Intirraymi is the largest fiesta held in Cuzco and it is carried out every 24th of June. Not only do large numbers of the residents of Cuzco participate in Intiraymi, they also attend the event. People from other parts of Peru as well as other countries also come in large numbers to enjoy the performance’s enchantment.
In order to carry out Intirraymi, large numbers of performers, dancers and musicians, are needed, especially given the different parts and songs in the pageant that lasts most of the day. All the performers have to practice arduously for many days first of all to be chosen and secondly to carry out this impressive and unique feast of the sun.
I am a musician in Intirraymi, and have performed for several years now on the drum. The whole set of musicians practices very hard, along with the dancers, at the direction of staff from EMUFEC, the Municipal Agency for Fiestas in Cuzco. We have to establish the rhythm and the base of the pageant so that the magnificent choreography of Intirraymi can be performed in the different sets of the city, such as the Qoricancha, the Plaza de Armas, and Sacsayhuaman.
The musicians are divided into two groups, the winds and percussion. The wind instruments used are the flutes quena and quenacho, the horns pututo either made of bulls horn or conch shell, and other whistles to make special effects in various scenes. The percussion consists of tarolas (drums made from goat hide), the huancas (deep drums made from cowhide), the chacchas (sheep hooves) and the rain stick for special effects.
When this fiesta of the sun is about to arrive, all of us who participate in this great feast have to be ready to transmit to the people the energy of every jump, every melody, every strike on the drums so that with pleasure the ground of every set trembles and every one feels raised up.
When the pageant begins, the first of all the actors and dancers to be seen are we, the musicians. We come out playing and dancing with all the power of the opening songs to begin this great fiesta of the sun. On the scene there is a great force pushing us forward. Our hair stands on end as if we were afraid.

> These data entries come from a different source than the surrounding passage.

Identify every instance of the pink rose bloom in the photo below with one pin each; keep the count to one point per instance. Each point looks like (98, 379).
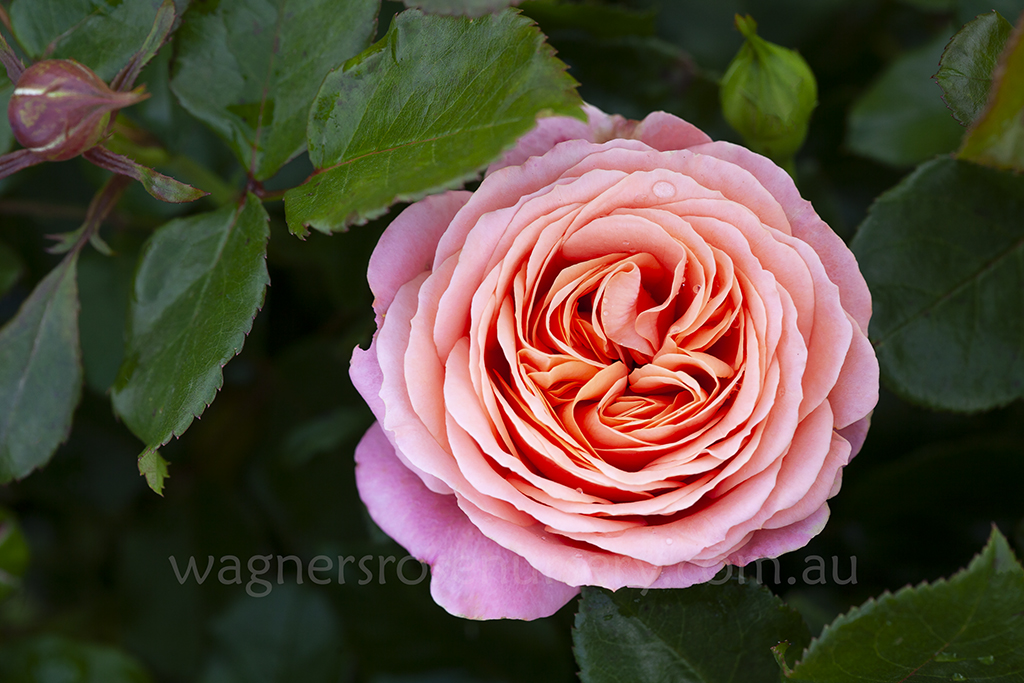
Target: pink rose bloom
(631, 357)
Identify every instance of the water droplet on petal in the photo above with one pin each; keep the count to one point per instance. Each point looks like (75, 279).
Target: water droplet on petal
(664, 189)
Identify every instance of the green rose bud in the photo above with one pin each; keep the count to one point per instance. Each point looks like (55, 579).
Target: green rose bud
(60, 109)
(768, 94)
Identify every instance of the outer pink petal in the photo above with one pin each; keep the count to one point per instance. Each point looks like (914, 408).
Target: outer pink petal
(855, 434)
(856, 390)
(807, 225)
(685, 574)
(549, 132)
(769, 543)
(471, 575)
(407, 247)
(666, 132)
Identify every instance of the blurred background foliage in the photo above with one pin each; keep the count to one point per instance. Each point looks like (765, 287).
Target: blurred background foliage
(268, 468)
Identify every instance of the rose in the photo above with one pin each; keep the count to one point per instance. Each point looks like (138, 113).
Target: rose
(632, 356)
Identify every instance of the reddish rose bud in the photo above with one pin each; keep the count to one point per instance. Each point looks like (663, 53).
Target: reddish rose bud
(60, 109)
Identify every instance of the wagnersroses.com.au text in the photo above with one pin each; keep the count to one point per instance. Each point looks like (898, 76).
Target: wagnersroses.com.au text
(259, 572)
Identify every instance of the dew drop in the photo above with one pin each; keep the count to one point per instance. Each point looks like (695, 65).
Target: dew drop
(664, 189)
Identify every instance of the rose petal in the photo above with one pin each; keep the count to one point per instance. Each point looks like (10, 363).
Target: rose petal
(471, 575)
(407, 247)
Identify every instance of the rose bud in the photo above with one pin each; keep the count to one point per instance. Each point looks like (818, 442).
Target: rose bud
(60, 109)
(768, 94)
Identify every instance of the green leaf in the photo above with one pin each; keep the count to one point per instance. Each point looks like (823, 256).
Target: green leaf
(291, 634)
(460, 7)
(199, 285)
(970, 628)
(40, 373)
(47, 658)
(13, 554)
(250, 69)
(423, 110)
(901, 120)
(104, 289)
(159, 185)
(969, 9)
(101, 34)
(946, 325)
(996, 138)
(154, 468)
(967, 65)
(6, 136)
(11, 268)
(597, 19)
(704, 634)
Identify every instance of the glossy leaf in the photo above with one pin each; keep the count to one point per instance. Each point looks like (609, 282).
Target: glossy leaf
(40, 373)
(154, 468)
(425, 109)
(702, 634)
(10, 268)
(250, 69)
(996, 138)
(946, 325)
(968, 628)
(13, 554)
(289, 634)
(57, 658)
(104, 289)
(901, 120)
(966, 69)
(970, 9)
(199, 285)
(460, 7)
(100, 34)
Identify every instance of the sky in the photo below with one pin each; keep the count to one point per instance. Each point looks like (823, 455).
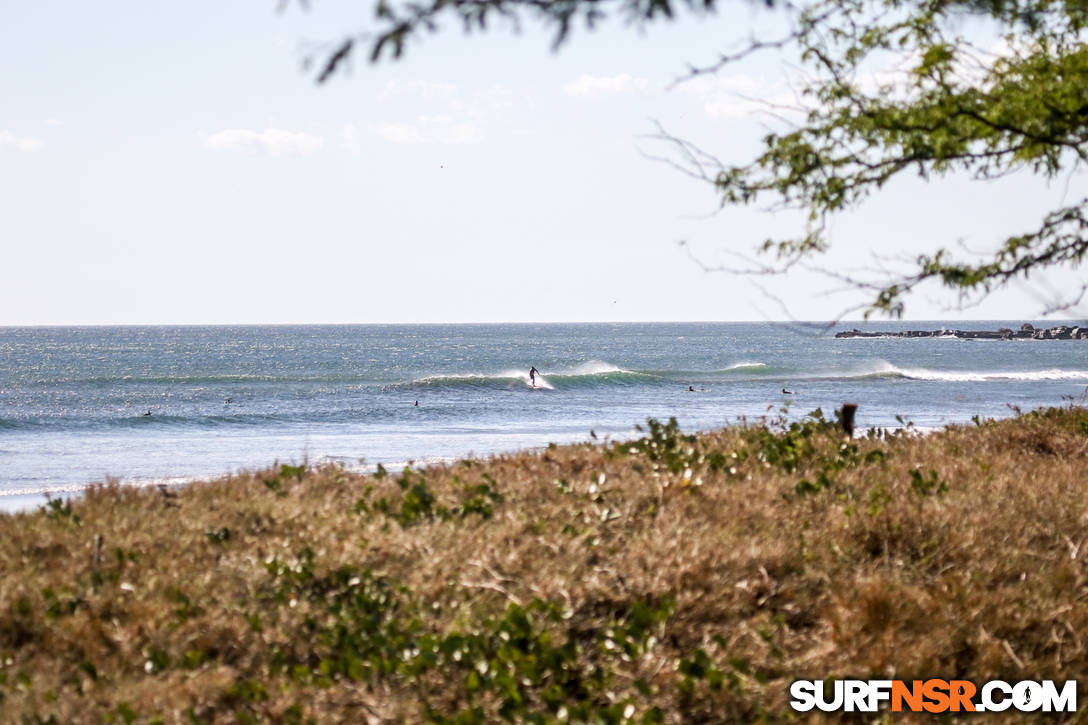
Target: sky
(176, 163)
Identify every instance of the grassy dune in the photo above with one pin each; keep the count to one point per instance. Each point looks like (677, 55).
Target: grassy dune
(672, 579)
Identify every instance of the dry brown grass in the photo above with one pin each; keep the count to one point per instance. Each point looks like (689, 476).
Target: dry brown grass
(959, 554)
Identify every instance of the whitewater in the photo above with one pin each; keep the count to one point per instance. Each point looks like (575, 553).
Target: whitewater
(173, 404)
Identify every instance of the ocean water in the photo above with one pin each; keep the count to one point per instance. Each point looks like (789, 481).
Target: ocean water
(172, 404)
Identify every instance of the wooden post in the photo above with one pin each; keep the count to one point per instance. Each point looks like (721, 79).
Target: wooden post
(848, 418)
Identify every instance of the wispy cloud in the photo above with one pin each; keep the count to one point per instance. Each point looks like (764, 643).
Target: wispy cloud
(424, 88)
(25, 144)
(275, 142)
(350, 140)
(738, 96)
(597, 85)
(440, 128)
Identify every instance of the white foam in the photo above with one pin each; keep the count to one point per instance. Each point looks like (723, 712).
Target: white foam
(738, 366)
(591, 368)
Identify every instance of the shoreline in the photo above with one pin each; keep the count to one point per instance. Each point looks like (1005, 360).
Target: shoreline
(650, 577)
(1027, 331)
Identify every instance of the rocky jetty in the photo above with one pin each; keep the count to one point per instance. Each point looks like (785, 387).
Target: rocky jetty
(1027, 331)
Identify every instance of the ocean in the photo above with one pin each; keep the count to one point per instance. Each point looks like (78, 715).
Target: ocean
(172, 404)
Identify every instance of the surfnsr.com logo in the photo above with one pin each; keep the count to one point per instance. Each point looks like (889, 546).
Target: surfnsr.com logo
(935, 696)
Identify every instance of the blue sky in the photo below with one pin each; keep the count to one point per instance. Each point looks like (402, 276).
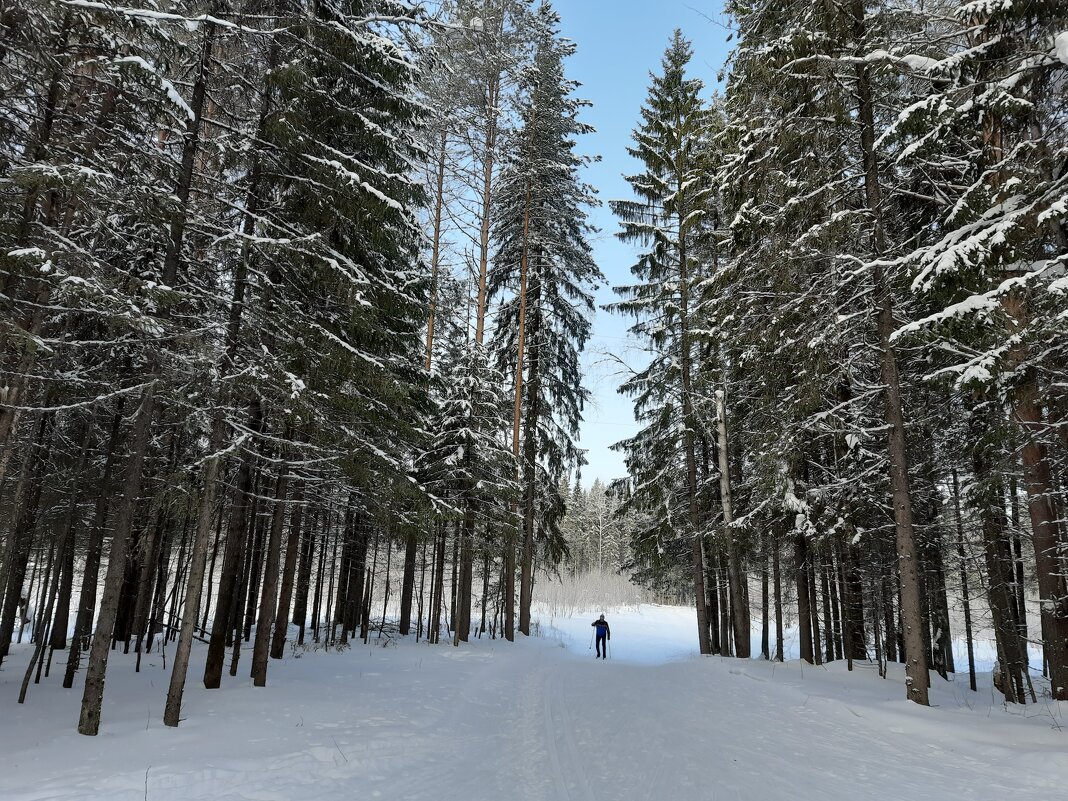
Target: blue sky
(619, 43)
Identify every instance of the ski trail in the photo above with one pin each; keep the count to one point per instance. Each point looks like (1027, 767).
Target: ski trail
(550, 739)
(555, 701)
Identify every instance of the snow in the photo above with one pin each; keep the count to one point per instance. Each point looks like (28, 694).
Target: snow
(1061, 47)
(537, 719)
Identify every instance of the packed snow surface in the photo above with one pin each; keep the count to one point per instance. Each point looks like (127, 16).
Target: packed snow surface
(538, 719)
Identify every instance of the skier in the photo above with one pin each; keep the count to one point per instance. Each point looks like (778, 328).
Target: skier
(603, 632)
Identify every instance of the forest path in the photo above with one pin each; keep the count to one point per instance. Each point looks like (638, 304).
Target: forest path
(530, 721)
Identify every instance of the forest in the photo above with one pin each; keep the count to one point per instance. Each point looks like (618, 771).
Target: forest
(296, 294)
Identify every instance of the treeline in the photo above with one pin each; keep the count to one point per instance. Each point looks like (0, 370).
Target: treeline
(851, 279)
(289, 287)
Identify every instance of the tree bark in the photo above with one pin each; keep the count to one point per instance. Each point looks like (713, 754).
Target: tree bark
(89, 722)
(268, 595)
(288, 570)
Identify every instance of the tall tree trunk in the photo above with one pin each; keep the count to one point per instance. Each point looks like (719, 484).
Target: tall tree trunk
(804, 601)
(963, 580)
(288, 571)
(87, 599)
(268, 595)
(530, 462)
(739, 608)
(778, 581)
(89, 722)
(231, 560)
(915, 658)
(20, 538)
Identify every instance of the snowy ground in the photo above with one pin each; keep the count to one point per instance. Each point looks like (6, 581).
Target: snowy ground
(539, 719)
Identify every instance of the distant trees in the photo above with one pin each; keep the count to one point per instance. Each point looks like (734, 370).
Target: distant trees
(881, 255)
(244, 358)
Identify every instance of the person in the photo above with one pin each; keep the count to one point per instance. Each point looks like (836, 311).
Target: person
(603, 634)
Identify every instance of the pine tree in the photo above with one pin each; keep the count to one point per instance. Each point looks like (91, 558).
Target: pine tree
(544, 258)
(668, 219)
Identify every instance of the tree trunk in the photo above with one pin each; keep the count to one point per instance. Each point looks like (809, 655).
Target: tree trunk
(231, 561)
(739, 608)
(804, 603)
(20, 539)
(963, 580)
(288, 571)
(915, 658)
(87, 599)
(89, 722)
(268, 595)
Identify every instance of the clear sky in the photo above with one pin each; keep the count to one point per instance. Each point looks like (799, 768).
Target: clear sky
(619, 43)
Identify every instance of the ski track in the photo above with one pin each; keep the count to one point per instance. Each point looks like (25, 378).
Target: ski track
(529, 721)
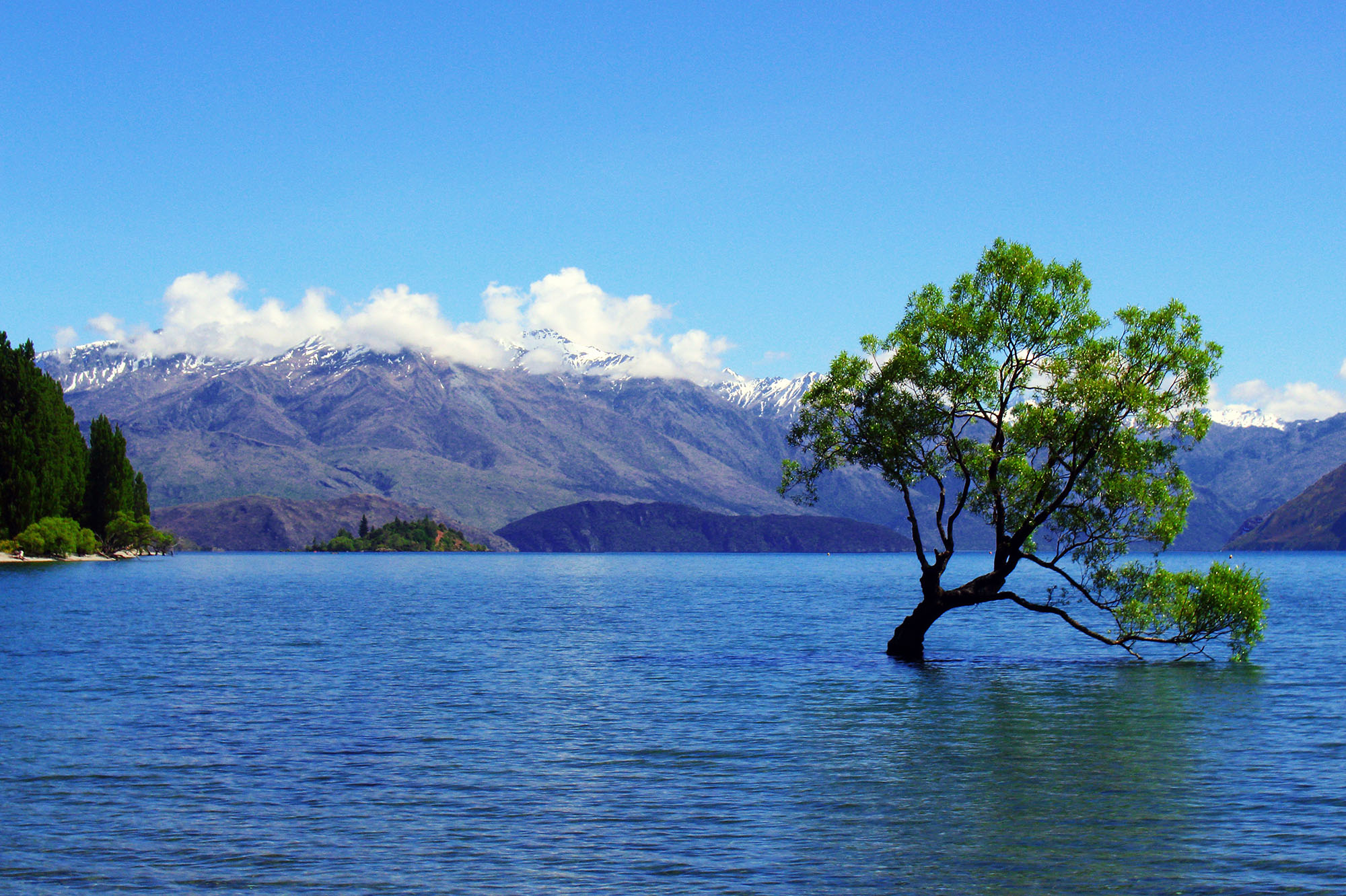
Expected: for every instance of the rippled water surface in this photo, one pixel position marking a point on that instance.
(694, 724)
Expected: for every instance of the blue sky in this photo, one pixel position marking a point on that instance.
(779, 176)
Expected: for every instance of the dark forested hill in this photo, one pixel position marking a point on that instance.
(1316, 520)
(612, 527)
(260, 523)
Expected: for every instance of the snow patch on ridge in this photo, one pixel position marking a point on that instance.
(1244, 418)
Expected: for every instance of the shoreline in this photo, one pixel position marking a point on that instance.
(11, 559)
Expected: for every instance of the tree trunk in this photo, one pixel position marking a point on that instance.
(908, 642)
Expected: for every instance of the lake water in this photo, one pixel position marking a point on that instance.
(644, 724)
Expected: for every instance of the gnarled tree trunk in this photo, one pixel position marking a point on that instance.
(908, 642)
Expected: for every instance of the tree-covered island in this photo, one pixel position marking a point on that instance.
(398, 535)
(61, 496)
(1016, 403)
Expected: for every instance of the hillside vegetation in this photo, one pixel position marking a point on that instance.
(59, 494)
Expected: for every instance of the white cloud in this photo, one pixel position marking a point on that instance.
(67, 338)
(1293, 402)
(205, 317)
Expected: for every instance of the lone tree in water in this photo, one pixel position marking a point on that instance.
(1014, 402)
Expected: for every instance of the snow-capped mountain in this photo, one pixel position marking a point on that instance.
(775, 395)
(543, 352)
(562, 423)
(1242, 418)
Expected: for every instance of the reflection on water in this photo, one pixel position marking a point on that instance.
(641, 723)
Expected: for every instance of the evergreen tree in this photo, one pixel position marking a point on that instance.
(112, 484)
(141, 500)
(42, 454)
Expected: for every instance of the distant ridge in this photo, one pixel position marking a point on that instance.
(1316, 520)
(600, 527)
(262, 523)
(562, 423)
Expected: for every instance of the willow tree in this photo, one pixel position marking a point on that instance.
(1013, 402)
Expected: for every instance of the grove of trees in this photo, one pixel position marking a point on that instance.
(399, 535)
(1009, 399)
(60, 494)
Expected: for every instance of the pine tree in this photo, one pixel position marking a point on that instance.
(42, 454)
(112, 482)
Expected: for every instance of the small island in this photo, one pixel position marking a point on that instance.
(398, 536)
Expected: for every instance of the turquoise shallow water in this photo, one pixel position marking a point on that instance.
(644, 723)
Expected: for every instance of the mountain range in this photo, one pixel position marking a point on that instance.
(491, 447)
(1314, 520)
(656, 527)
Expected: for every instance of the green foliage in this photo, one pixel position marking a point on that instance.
(135, 535)
(403, 536)
(46, 469)
(111, 489)
(42, 454)
(1186, 607)
(56, 537)
(1022, 406)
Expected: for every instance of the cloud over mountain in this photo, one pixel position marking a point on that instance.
(205, 317)
(1293, 402)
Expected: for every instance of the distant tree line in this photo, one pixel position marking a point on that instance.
(421, 535)
(60, 494)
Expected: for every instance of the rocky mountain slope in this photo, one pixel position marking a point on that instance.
(489, 447)
(609, 527)
(1316, 520)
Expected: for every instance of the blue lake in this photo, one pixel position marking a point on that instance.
(643, 724)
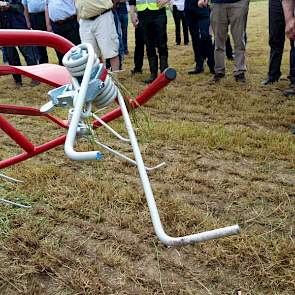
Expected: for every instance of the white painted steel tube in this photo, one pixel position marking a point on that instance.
(164, 238)
(79, 102)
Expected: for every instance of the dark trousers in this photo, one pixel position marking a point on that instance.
(68, 30)
(155, 36)
(14, 60)
(139, 47)
(38, 23)
(277, 40)
(202, 43)
(179, 18)
(228, 48)
(123, 18)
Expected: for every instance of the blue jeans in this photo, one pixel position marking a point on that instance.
(123, 18)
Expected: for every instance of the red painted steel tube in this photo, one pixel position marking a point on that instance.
(29, 111)
(32, 37)
(38, 150)
(17, 136)
(163, 80)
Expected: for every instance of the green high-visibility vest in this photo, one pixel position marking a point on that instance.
(142, 5)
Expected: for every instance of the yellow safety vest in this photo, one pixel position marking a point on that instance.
(142, 5)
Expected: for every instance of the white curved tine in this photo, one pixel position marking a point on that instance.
(114, 152)
(109, 128)
(14, 204)
(8, 178)
(167, 240)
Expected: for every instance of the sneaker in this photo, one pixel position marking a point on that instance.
(240, 78)
(196, 71)
(151, 79)
(290, 91)
(217, 77)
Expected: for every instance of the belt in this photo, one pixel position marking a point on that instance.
(96, 16)
(63, 21)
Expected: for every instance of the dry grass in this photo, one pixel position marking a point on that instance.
(230, 158)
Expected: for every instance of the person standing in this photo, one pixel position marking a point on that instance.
(123, 18)
(276, 42)
(151, 14)
(289, 13)
(223, 14)
(198, 20)
(34, 11)
(179, 19)
(12, 17)
(61, 19)
(97, 27)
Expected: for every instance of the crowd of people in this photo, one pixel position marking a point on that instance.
(104, 24)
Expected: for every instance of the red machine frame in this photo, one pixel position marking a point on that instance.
(55, 76)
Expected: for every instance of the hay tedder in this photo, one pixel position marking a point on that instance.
(83, 85)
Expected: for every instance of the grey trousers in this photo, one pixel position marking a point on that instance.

But the drums generate in us with each strike a lot of adrenaline. We also get sad with every melody that emanates from the flutes (quenas). We don’t just play the music. We live it.
These feelings just aren’t the same as those we experience everyday. They are different and somehow more majestic, though they are not easy to describe. This is what we live every 24thof June during Intirraymi while we musicians play.